黑暗的角落里,几个衣衫褴褛的犯人,躺在潮湿的草席上,发出幸灾乐祸的嘲笑:
“呦呵!这不是刘县丞吗?”
“还以为你被贵人看中,要脱离苦海呢,咋又回来了?”
“哈哈!刘县丞定是舍不得咱兄弟情谊,特意跑回来给咱作伴的。”
“哦?那吾等可要多关照关照。
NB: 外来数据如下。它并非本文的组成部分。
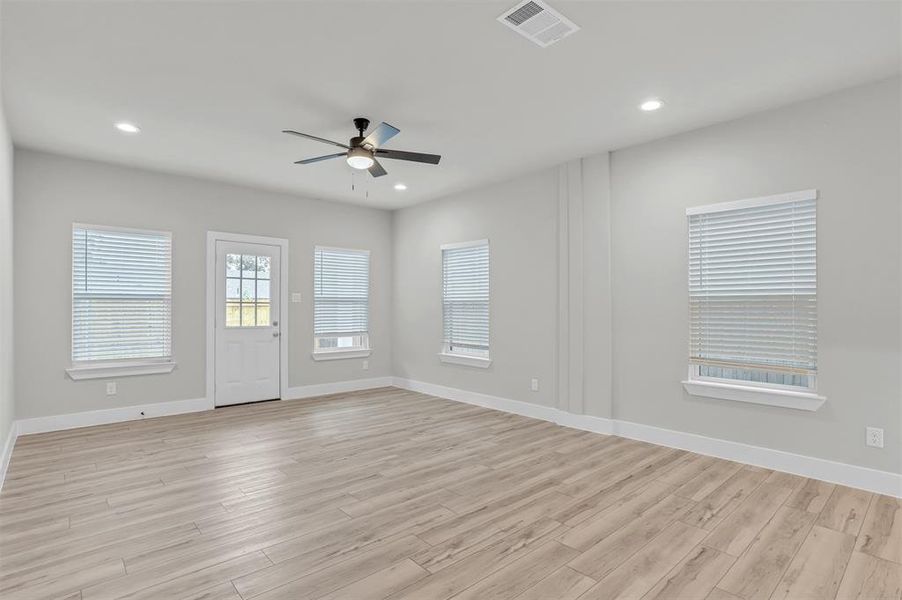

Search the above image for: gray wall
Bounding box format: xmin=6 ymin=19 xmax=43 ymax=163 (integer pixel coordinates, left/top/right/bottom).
xmin=0 ymin=34 xmax=15 ymax=451
xmin=13 ymin=150 xmax=392 ymax=418
xmin=611 ymin=80 xmax=902 ymax=473
xmin=394 ymin=79 xmax=902 ymax=472
xmin=393 ymin=169 xmax=558 ymax=406
xmin=393 ymin=159 xmax=611 ymax=417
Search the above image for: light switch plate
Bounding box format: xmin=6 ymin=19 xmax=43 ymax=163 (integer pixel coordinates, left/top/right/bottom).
xmin=865 ymin=427 xmax=883 ymax=448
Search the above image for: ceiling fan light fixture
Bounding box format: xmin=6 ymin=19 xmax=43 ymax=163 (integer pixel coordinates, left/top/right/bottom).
xmin=348 ymin=148 xmax=376 ymax=171
xmin=639 ymin=98 xmax=664 ymax=112
xmin=116 ymin=121 xmax=141 ymax=133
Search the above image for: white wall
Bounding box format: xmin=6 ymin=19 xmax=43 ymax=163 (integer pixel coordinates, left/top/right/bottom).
xmin=10 ymin=150 xmax=392 ymax=418
xmin=394 ymin=80 xmax=902 ymax=473
xmin=611 ymin=80 xmax=902 ymax=473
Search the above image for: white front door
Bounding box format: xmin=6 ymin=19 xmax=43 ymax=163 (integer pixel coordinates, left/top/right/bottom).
xmin=214 ymin=240 xmax=281 ymax=406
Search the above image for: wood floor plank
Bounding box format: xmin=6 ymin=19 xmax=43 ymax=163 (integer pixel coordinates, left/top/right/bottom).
xmin=580 ymin=521 xmax=707 ymax=600
xmin=319 ymin=558 xmax=429 ymax=600
xmin=569 ymin=495 xmax=692 ymax=580
xmin=705 ymin=473 xmax=795 ymax=556
xmin=0 ymin=388 xmax=888 ymax=600
xmin=771 ymin=525 xmax=855 ymax=600
xmin=786 ymin=479 xmax=836 ymax=514
xmin=683 ymin=466 xmax=771 ymax=529
xmin=452 ymin=540 xmax=578 ymax=600
xmin=717 ymin=506 xmax=816 ymax=600
xmin=817 ymin=485 xmax=874 ymax=535
xmin=516 ymin=567 xmax=597 ymax=600
xmin=642 ymin=546 xmax=736 ymax=600
xmin=836 ymin=552 xmax=902 ymax=600
xmin=857 ymin=495 xmax=902 ymax=564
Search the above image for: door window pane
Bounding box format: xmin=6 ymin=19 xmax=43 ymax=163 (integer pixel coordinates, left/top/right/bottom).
xmin=226 ymin=254 xmax=272 ymax=327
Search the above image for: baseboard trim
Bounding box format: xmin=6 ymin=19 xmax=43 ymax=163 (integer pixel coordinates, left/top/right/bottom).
xmin=0 ymin=377 xmax=902 ymax=498
xmin=394 ymin=377 xmax=902 ymax=498
xmin=16 ymin=398 xmax=213 ymax=435
xmin=283 ymin=377 xmax=393 ymax=400
xmin=0 ymin=421 xmax=19 ymax=490
xmin=392 ymin=377 xmax=560 ymax=422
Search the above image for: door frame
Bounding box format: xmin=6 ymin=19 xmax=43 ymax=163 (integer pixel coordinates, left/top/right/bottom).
xmin=206 ymin=231 xmax=288 ymax=408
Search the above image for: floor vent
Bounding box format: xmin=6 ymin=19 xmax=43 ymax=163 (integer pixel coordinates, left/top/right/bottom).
xmin=498 ymin=0 xmax=579 ymax=48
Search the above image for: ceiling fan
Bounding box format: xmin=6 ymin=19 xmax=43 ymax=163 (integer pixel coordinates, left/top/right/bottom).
xmin=282 ymin=117 xmax=442 ymax=177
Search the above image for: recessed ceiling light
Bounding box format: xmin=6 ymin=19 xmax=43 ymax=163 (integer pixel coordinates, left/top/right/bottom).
xmin=116 ymin=121 xmax=141 ymax=133
xmin=347 ymin=146 xmax=376 ymax=170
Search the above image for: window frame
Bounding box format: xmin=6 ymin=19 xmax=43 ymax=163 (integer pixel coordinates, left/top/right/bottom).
xmin=682 ymin=189 xmax=826 ymax=411
xmin=438 ymin=238 xmax=492 ymax=369
xmin=311 ymin=244 xmax=373 ymax=361
xmin=66 ymin=222 xmax=177 ymax=381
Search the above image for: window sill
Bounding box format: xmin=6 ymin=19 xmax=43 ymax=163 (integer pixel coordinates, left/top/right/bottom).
xmin=311 ymin=350 xmax=373 ymax=360
xmin=438 ymin=352 xmax=492 ymax=369
xmin=66 ymin=361 xmax=176 ymax=381
xmin=683 ymin=379 xmax=827 ymax=411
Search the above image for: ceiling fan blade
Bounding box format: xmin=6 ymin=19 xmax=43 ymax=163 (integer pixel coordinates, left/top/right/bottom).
xmin=294 ymin=152 xmax=348 ymax=165
xmin=376 ymin=148 xmax=442 ymax=165
xmin=367 ymin=159 xmax=388 ymax=177
xmin=362 ymin=121 xmax=401 ymax=148
xmin=282 ymin=129 xmax=350 ymax=148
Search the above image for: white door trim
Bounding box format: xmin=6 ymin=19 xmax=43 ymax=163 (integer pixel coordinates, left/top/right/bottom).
xmin=206 ymin=231 xmax=289 ymax=403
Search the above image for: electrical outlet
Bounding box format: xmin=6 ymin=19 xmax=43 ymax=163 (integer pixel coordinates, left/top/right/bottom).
xmin=865 ymin=427 xmax=883 ymax=448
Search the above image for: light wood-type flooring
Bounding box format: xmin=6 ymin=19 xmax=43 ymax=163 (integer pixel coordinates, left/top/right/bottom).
xmin=0 ymin=388 xmax=902 ymax=600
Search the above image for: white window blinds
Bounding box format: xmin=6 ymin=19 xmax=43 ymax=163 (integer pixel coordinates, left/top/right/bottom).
xmin=442 ymin=240 xmax=489 ymax=355
xmin=313 ymin=246 xmax=370 ymax=336
xmin=687 ymin=190 xmax=817 ymax=381
xmin=72 ymin=225 xmax=172 ymax=362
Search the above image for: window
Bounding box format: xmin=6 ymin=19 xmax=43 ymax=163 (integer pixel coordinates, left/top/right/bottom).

”
“没错,你呀,以后就守着便桶睡觉吧,哈哈……”
砰砰砰!
狱卒用哨棒敲了敲栅门,大声呵斥:
“吵什么吵?都他娘的老实点,起来吃饭了!”
一听有饭。
犯人们瞬间来了精神。
噌的一下站了起来,纷纷扑倒门前,像狗一样眼巴巴看着狱卒。
哐当几声。
几个木盘塞进了牢房。
犯人们见到吃食,争先恐后的伸手捞起来,饿死鬼一般便往嘴里塞。
刘仁轨站在一旁,目光转向狱卒:“我的那份呢?”
“你?上峰有交待,对你多多关照,这是你的那份,吃吧……”
砰的一声。
一只木碗被重重的放进来。
动作幅度之大,里面的汤汤水水瞬间洒了一半。
刘仁轨弯腰,端起来一看。
半碗米汤,稀的能照出人的影子,且汤水恶臭,显然已经发霉坏掉。
刘仁轨皱了皱眉:“这饭已经不能吃了。”
“爱吃不吃!”
狱卒冷笑一声:“若不是你妻儿送了银钱过来,你连这都捞不着。”
“什么?”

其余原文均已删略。